‘Türk tarihi açısından önemli bir dönüm noktası olan II. Meşrutiyet, -daha önceki yenileşme ve modernleşme çabalarının devamı olarak- Lale Devri ile başlayıp Tanzimat, Islahat ve I. Meşrutiyet dönemleriyle tamamlanan, uzun soluklu Batılılaşma serüveninin bir sonucu olarak ortaya çıkmıştır.’
II. Meşrutiyet / 31 Mart Olayı (1909)
Meşrutiyetin ilanı sonrası yapılan
seçimlerde Mecliste çoğunluğu sağlayan İttihat-Terakki’ye karşı, Meclis dışında
kalan (Fedakâran-ı Ümmet ile Ahrar
partileri) ve Meclis’teki muhalefet -gazetelerin
çoğunu da yanlarına çekerek- birliktelik oluştururlar. Muhalif parti ve gazetelerden başka birde Derviş Vahdeti’nin kurduğu -Said-i Kürdi (Nursi), tarikat şeyhleri, vaizler ve imamların bulunduğu-
İttihad-ı Muhammedi Cemiyeti ile bunun yayın organı olan Volkan Gazetesinin
başlıca amacı yeni yönetim sistemini devirmektir.

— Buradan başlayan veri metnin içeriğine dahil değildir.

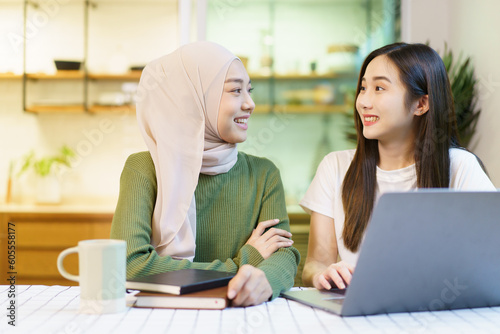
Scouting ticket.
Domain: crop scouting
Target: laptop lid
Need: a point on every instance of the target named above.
(428, 250)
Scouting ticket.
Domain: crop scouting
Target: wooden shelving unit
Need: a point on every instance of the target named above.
(302, 109)
(132, 75)
(52, 109)
(59, 75)
(312, 76)
(96, 109)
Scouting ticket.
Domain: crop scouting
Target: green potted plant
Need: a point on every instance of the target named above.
(463, 87)
(47, 170)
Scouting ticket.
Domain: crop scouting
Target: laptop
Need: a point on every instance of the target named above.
(425, 250)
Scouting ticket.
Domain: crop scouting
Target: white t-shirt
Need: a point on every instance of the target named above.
(324, 195)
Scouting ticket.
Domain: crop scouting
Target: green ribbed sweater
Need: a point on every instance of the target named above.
(228, 207)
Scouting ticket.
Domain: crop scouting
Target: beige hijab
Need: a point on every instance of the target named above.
(177, 107)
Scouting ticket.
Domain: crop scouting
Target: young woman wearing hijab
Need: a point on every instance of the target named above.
(406, 128)
(193, 200)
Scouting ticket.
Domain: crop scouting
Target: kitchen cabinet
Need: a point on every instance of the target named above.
(112, 39)
(303, 56)
(39, 238)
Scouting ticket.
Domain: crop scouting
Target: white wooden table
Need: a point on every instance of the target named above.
(54, 309)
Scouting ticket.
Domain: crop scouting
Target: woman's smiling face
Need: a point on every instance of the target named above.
(381, 103)
(236, 105)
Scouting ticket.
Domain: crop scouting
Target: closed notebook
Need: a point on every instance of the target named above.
(211, 299)
(181, 281)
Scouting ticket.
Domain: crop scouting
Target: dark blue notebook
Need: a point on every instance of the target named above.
(180, 281)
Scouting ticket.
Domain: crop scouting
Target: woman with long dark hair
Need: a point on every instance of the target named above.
(407, 139)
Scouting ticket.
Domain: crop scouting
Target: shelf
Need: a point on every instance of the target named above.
(96, 109)
(132, 75)
(8, 76)
(59, 75)
(302, 109)
(53, 109)
(256, 76)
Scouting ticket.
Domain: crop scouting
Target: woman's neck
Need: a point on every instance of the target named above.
(396, 155)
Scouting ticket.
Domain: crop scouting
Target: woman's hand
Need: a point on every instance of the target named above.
(249, 287)
(340, 274)
(269, 242)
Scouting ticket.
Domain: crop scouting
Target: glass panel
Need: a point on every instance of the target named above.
(303, 58)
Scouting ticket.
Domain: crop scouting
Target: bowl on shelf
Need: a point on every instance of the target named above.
(67, 65)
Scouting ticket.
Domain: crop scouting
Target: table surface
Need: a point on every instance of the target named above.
(54, 309)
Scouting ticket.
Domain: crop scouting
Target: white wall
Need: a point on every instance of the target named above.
(470, 27)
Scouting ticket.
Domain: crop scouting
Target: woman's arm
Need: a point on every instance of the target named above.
(132, 223)
(280, 268)
(321, 266)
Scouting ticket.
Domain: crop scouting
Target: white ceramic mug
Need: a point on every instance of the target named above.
(102, 274)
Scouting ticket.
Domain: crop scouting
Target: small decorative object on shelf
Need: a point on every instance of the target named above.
(48, 171)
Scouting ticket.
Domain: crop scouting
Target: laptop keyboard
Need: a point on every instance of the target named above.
(338, 291)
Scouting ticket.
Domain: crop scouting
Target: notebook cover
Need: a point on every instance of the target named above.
(211, 299)
(180, 281)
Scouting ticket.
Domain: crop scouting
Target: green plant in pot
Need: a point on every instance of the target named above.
(463, 87)
(48, 170)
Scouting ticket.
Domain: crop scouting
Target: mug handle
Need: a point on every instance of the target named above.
(60, 266)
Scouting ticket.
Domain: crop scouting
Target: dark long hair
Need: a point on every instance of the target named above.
(422, 72)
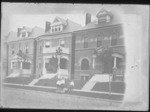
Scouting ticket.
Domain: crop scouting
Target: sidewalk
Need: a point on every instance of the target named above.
(95, 94)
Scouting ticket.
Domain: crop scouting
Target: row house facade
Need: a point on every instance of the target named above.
(54, 48)
(21, 51)
(99, 47)
(68, 50)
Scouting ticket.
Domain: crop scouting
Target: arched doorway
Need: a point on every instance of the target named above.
(85, 64)
(118, 67)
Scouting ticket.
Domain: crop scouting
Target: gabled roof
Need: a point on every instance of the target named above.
(35, 32)
(60, 20)
(115, 19)
(70, 27)
(102, 12)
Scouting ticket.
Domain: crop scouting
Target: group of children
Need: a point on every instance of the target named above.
(61, 84)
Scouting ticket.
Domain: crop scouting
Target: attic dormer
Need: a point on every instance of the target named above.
(103, 16)
(24, 32)
(58, 25)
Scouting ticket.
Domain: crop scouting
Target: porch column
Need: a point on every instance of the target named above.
(94, 62)
(44, 70)
(115, 61)
(21, 65)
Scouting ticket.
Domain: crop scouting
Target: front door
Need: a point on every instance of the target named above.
(51, 65)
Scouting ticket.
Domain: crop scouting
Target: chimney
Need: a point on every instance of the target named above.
(88, 18)
(47, 26)
(18, 32)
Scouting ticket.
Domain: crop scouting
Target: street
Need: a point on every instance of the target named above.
(21, 98)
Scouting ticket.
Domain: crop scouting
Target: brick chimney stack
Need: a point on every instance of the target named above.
(47, 26)
(88, 18)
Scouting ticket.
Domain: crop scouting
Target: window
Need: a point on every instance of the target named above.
(40, 49)
(26, 48)
(13, 49)
(26, 65)
(27, 51)
(63, 63)
(47, 44)
(55, 29)
(107, 19)
(20, 46)
(59, 29)
(62, 43)
(114, 39)
(85, 42)
(13, 46)
(99, 41)
(16, 65)
(13, 52)
(85, 64)
(23, 34)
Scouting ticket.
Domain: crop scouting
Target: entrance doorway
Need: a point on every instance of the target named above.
(51, 65)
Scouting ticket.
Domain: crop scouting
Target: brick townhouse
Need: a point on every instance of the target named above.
(21, 51)
(100, 47)
(54, 48)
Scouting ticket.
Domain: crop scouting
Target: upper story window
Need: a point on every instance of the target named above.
(114, 39)
(19, 46)
(27, 48)
(99, 41)
(86, 44)
(24, 34)
(47, 44)
(62, 43)
(13, 46)
(56, 28)
(40, 49)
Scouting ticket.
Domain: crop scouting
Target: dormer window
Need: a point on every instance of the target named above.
(23, 34)
(26, 48)
(56, 28)
(47, 44)
(104, 16)
(62, 43)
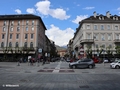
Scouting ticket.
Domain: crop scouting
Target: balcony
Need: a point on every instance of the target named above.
(117, 41)
(87, 41)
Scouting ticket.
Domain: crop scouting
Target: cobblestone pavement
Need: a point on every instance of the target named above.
(57, 76)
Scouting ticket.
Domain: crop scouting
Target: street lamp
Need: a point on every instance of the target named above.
(94, 44)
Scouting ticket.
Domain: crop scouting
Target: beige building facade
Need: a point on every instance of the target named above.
(97, 31)
(25, 30)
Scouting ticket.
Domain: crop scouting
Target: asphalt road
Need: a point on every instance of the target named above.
(57, 76)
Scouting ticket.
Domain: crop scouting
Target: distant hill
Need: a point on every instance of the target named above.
(60, 48)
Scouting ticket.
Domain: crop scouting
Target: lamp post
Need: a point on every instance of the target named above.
(94, 45)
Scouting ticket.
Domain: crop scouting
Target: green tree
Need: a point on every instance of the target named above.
(89, 51)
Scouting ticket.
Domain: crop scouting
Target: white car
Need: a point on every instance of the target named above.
(115, 64)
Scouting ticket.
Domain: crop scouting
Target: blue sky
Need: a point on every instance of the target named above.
(60, 17)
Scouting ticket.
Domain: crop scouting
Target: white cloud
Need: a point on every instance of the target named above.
(43, 7)
(118, 9)
(88, 8)
(31, 10)
(59, 14)
(18, 11)
(79, 18)
(60, 37)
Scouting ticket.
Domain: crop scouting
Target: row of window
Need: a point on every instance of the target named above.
(12, 22)
(18, 29)
(17, 44)
(109, 36)
(102, 27)
(103, 46)
(18, 35)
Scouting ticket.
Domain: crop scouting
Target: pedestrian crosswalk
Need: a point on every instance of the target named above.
(57, 69)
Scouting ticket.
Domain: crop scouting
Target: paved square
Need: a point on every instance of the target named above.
(43, 77)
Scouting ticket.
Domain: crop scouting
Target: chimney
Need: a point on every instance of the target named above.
(108, 14)
(94, 13)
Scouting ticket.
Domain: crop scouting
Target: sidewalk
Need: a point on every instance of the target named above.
(23, 68)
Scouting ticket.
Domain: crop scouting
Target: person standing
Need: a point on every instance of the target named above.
(44, 60)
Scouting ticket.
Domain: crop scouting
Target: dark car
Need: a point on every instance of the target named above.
(83, 63)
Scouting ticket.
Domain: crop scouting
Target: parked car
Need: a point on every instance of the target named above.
(95, 60)
(83, 63)
(115, 64)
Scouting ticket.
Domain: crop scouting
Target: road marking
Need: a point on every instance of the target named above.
(57, 68)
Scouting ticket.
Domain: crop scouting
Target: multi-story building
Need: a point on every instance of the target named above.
(25, 30)
(97, 31)
(70, 48)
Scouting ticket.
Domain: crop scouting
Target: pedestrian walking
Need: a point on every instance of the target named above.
(44, 60)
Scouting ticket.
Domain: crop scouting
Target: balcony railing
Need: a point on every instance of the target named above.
(117, 41)
(87, 41)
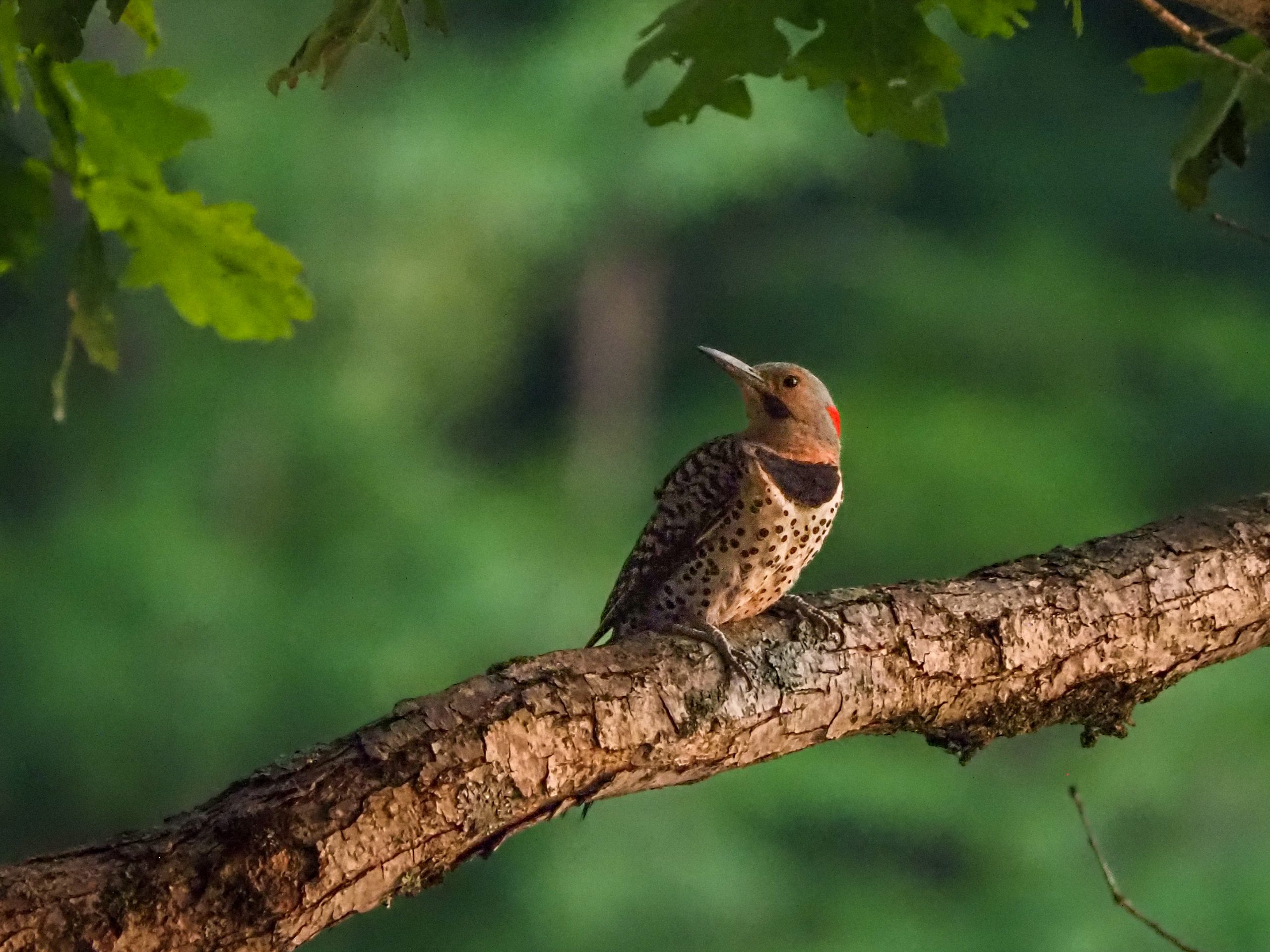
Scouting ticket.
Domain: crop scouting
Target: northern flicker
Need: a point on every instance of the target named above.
(740, 517)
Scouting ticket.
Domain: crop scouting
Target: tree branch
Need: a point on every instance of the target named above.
(1075, 636)
(1197, 39)
(1109, 878)
(1253, 16)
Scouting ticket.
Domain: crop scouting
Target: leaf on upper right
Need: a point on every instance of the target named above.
(1234, 103)
(888, 61)
(350, 23)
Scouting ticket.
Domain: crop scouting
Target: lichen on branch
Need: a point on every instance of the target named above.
(1074, 636)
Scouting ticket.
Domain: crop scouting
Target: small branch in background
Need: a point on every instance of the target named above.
(1236, 226)
(1117, 895)
(1196, 37)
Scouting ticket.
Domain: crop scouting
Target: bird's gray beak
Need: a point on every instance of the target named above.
(738, 370)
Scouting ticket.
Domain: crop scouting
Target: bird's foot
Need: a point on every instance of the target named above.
(710, 635)
(799, 607)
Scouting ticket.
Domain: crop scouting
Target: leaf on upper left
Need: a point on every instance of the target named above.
(9, 53)
(24, 207)
(92, 325)
(216, 268)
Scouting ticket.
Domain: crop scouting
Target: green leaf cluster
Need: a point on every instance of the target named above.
(350, 23)
(1234, 103)
(882, 53)
(110, 136)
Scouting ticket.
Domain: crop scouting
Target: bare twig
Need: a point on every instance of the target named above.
(1196, 37)
(1117, 895)
(1236, 226)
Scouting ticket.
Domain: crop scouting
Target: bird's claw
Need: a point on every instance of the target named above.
(801, 608)
(713, 636)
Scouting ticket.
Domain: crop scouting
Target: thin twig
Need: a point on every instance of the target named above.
(1236, 226)
(1117, 895)
(1196, 37)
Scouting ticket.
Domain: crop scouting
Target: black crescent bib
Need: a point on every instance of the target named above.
(807, 484)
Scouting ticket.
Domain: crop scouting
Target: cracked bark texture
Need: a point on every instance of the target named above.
(1074, 636)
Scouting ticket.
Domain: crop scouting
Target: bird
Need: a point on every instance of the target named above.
(738, 518)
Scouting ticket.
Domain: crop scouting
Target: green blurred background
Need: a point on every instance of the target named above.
(234, 551)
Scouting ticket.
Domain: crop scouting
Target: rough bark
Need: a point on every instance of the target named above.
(1075, 636)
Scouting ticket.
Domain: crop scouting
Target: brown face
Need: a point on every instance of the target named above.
(786, 404)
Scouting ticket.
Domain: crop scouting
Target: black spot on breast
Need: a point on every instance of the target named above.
(807, 484)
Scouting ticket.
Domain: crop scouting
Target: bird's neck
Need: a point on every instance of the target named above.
(795, 443)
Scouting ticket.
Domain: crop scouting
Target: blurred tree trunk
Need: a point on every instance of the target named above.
(1075, 636)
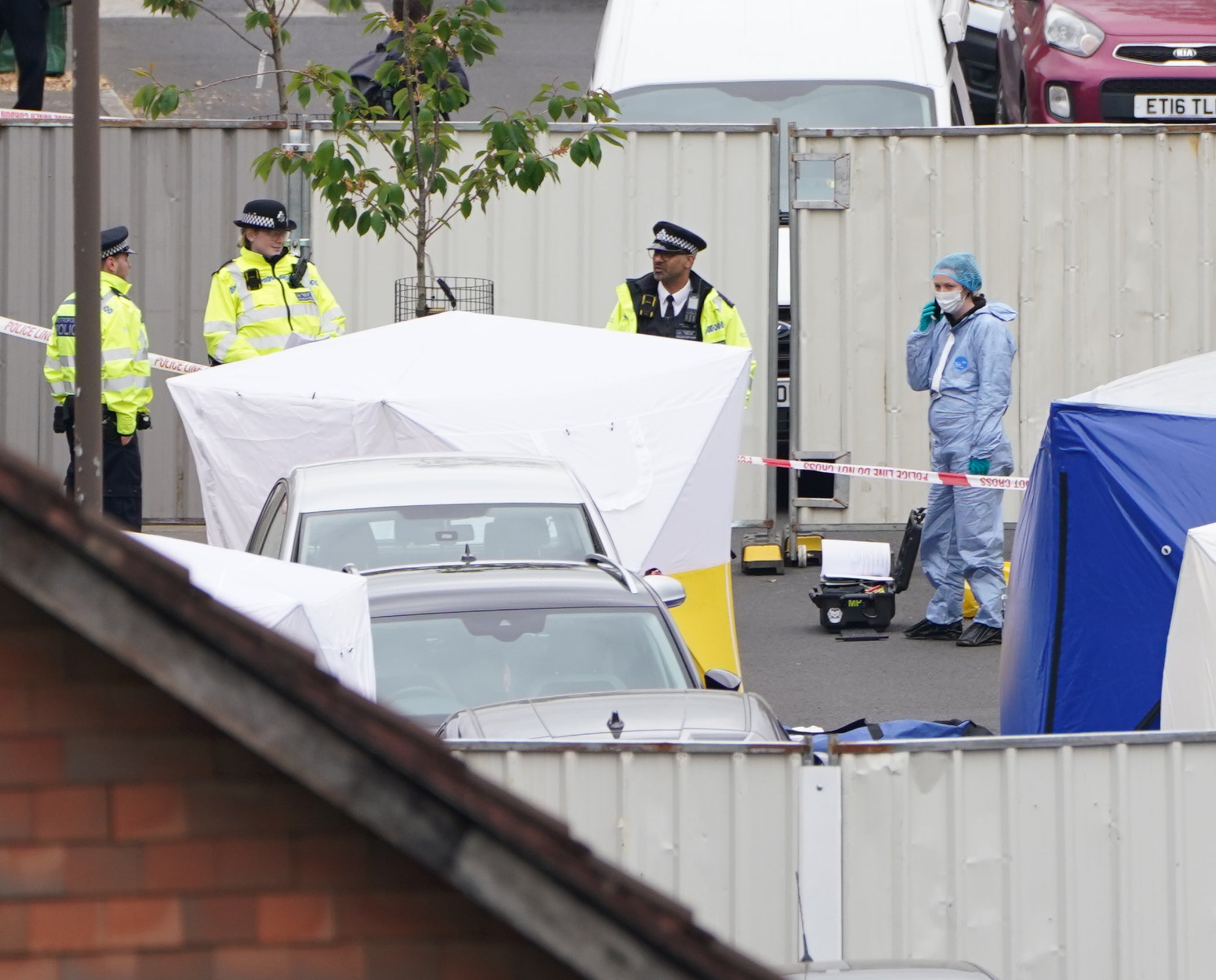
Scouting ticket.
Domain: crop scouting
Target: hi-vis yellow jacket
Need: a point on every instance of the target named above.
(125, 371)
(720, 321)
(254, 309)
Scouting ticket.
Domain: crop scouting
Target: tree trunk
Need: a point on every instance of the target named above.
(420, 261)
(276, 55)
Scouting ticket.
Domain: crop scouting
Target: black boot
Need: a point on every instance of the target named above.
(929, 630)
(978, 635)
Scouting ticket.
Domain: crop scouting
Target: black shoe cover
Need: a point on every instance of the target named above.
(929, 630)
(978, 635)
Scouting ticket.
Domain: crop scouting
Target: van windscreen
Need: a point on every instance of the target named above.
(812, 105)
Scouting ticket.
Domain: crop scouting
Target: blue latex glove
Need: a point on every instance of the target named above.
(929, 315)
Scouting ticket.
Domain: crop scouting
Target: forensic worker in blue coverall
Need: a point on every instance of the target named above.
(962, 354)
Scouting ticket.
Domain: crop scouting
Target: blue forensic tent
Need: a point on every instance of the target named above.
(1121, 475)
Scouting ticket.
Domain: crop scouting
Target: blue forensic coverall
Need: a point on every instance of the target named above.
(964, 534)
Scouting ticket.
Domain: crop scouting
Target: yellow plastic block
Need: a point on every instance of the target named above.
(969, 606)
(707, 618)
(762, 554)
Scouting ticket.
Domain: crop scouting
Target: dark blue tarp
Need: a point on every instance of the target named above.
(1103, 525)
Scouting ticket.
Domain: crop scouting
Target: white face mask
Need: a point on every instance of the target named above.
(951, 302)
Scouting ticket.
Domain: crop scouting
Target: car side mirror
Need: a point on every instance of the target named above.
(954, 20)
(669, 590)
(723, 680)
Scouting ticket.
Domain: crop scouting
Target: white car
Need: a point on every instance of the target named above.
(433, 510)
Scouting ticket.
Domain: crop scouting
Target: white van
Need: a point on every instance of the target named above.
(820, 64)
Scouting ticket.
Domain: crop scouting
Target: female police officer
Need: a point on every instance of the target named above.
(267, 294)
(962, 354)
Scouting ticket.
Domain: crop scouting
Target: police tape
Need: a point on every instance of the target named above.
(894, 473)
(31, 332)
(35, 116)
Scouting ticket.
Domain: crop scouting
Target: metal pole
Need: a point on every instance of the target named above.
(86, 246)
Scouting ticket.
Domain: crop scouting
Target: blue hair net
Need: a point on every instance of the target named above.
(962, 268)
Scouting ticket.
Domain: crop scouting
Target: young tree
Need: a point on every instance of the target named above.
(395, 162)
(268, 16)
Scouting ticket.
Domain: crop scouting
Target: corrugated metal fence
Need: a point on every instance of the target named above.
(1080, 858)
(1088, 858)
(1102, 238)
(714, 827)
(555, 256)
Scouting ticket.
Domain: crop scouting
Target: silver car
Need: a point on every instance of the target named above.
(433, 510)
(623, 717)
(480, 632)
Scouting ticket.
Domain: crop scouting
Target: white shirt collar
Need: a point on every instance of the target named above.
(680, 297)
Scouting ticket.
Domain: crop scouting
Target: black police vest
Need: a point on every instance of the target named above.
(685, 325)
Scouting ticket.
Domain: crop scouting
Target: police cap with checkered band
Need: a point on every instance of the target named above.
(113, 243)
(265, 214)
(670, 237)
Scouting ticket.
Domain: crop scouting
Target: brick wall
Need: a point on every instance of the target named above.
(137, 842)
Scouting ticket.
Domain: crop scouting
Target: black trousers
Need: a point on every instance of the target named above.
(122, 475)
(26, 23)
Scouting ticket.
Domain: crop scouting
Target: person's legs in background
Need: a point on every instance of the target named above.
(982, 549)
(26, 24)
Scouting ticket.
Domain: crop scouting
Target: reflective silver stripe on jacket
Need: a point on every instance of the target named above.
(129, 381)
(275, 313)
(225, 342)
(330, 316)
(268, 343)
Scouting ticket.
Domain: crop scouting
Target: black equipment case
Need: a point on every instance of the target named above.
(855, 602)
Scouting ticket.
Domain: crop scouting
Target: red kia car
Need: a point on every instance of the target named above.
(1108, 61)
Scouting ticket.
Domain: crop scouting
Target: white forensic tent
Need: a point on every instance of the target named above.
(324, 612)
(1188, 686)
(652, 427)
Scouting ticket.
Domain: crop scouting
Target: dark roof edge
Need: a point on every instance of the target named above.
(395, 779)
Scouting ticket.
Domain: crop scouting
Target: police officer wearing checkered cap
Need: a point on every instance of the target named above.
(265, 295)
(125, 381)
(672, 301)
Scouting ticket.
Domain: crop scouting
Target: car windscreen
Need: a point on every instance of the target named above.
(440, 534)
(432, 666)
(812, 105)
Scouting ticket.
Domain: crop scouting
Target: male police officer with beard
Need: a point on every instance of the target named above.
(673, 301)
(125, 382)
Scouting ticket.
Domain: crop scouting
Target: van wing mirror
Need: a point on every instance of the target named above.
(723, 680)
(669, 590)
(954, 20)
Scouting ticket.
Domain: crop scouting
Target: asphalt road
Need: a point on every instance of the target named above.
(809, 677)
(544, 41)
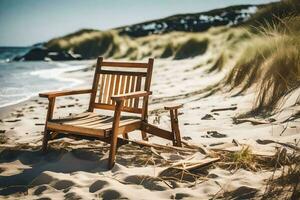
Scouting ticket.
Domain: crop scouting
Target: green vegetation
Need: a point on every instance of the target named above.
(192, 48)
(271, 61)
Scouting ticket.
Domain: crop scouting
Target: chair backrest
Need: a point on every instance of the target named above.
(113, 78)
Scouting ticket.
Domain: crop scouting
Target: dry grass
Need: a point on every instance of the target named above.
(271, 62)
(287, 184)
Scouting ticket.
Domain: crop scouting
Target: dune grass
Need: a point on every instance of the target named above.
(191, 48)
(271, 62)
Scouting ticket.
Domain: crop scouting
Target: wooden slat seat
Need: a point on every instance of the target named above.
(92, 124)
(120, 87)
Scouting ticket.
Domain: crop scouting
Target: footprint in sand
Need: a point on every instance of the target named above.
(215, 134)
(110, 194)
(72, 196)
(97, 185)
(63, 184)
(40, 190)
(179, 196)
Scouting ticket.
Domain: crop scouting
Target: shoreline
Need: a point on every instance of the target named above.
(77, 168)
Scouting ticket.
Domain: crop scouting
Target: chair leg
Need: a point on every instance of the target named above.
(144, 135)
(125, 135)
(113, 150)
(175, 128)
(45, 140)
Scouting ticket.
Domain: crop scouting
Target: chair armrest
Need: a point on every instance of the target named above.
(130, 95)
(64, 93)
(173, 106)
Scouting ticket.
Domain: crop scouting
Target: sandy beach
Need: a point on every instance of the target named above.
(234, 68)
(75, 169)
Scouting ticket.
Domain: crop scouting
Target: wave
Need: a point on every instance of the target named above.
(41, 80)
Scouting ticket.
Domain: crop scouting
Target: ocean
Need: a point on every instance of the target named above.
(20, 81)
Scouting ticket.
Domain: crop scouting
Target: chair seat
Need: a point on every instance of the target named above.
(93, 124)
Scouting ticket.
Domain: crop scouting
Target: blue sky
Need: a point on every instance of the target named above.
(25, 22)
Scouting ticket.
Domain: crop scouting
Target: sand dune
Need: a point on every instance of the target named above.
(76, 169)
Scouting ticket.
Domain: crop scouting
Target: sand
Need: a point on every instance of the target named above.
(75, 169)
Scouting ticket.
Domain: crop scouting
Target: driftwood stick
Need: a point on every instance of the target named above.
(224, 109)
(144, 143)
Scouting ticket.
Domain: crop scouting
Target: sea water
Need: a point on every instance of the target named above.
(21, 80)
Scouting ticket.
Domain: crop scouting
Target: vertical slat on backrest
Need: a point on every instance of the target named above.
(101, 87)
(122, 84)
(111, 88)
(113, 81)
(132, 89)
(137, 88)
(95, 84)
(105, 90)
(117, 85)
(126, 103)
(147, 88)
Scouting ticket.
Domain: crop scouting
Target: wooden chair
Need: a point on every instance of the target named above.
(117, 86)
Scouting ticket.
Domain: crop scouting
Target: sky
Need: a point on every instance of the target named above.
(26, 22)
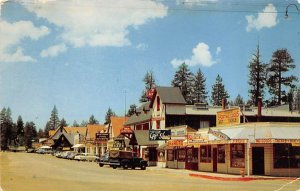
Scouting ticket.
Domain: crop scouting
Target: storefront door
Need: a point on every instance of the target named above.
(258, 161)
(215, 159)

Serbesti Gazetesi başyazarı Hasan
Fehmi’nin bir suikaste uğramasının ardından -tüm
muhaliflerin ve halkın katılımı ile- yapılan cenaze töreni İttihat-Terakki
Partisi ile Hükümet’e karşı azametli bir gövde gösterisine dönüşür (Hicri 26 Mart/Miladi
8 Nisan). Hükümet tarafından (2 gün
sonra) asker ve memurların siyasetle uğraşmalarının yasaklanması tamiminin ardından,
(Hicri 31 Mart/ Miladi 13 Nisan) sabahı Taşkışla’daki Avcı Taburu ayaklanıp subayları
hapsedip onbaşı ve çavuşların komutasında “Şeriat isteriz” sloganıyla Mebuslar
Meclisine doğru yürürken, bazı askeri birliklerin katılımı dışında, ulema ve
medrese öğrencileri de cübbeli/sarıklı olarak isyana destek verirler. İsyancılar -klasik
yeniçeri isyanlarında olduğu gibi- Şeyhülislam aracılığı ile isteklerini
Hükümet’e iletirler. Padişah II.Abdülhamid ise isyancılara
karşı kuvvet kullanılmayıp nasihat edilerek ayaklanmanın önlenmesini tavsiye
eder. Meclis isyancıların talepleri
doğrultusunda güvensizlik oyu vererek kabinenin çekilmesini sağlar. Lazkiye
vekili öldürülürken, yaylım ateşine tutulan bakanlardan Adliye
Nazırı ölür, Bahriye Nazırı yaralanır. Okullu ve genç subaylardan kimileri
kurşuna dizilir, kimileri de ağır işkencelerle kurban edilir.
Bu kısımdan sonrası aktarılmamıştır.